Of course, if the news companies don't implement such a standard and they keep their social media meta tags to encourage sharing, surely that means that they don't mind their content being shared and shouldn't be trying to charge some fee for the privilege?
Of course, news companies would rather throw a fit and call big tech evil rather than trying to figure out how to provide news to users in the most efficient way possible.
So I think this is all some ploy by old media to try to claw back some of that revenue, which they legitimately lost to better performing technology.
Fortunately I've since deleted my account but the whole posturing around ownership of people's posts and shares is just wild to me.
On a semi-related note I once had a message in FB Messenger that was blocked - it refused to send and gave me an error that the link wasn't allowed. Can't remember what it was as it was a long time ago. But the Facebook censorship situarion has been dire for some time...
1: https://www.theguardian.com/technology/2022/may/29/deliberat...
It's hard to feel bad for Facebook because they're worth hundreds of billions of dollars and monetise news headlines in user feeds. It's really not huge money for Meta, it's really peanuts for them ($20M from recollection?).
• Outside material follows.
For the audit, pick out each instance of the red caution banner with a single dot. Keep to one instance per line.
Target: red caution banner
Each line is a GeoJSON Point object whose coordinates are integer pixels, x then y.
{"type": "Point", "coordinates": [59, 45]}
I work at a small institution that pays 1/20th of that in Oracle licensing.
The money goes to various news outlets (not just News Corp - Fairfax/Nine, ABC and many smaller outlets) and helps diversify their funding.
I wouldn't call this censorship since the news companies are just trying to use the law to squeeze revenue for their dying business model. (Hardly anyone subscribes to newspapers anymore)
Australian news on Facebook every day is from a small list of headlines: "Shoppers flock to amazing new item at Kmart", "Australians can't believe new amazing item at Woolworths".
I don't believe I've ever seen a "news article" on Facebook that wasn't a thinly veiled advertisement, which these shops are quite capable of buying direct from Facebook without pretending it's "Journalism".
I don't believe I've ever seen a "news article" anywhere that wasn't a thinly veiled advertisement.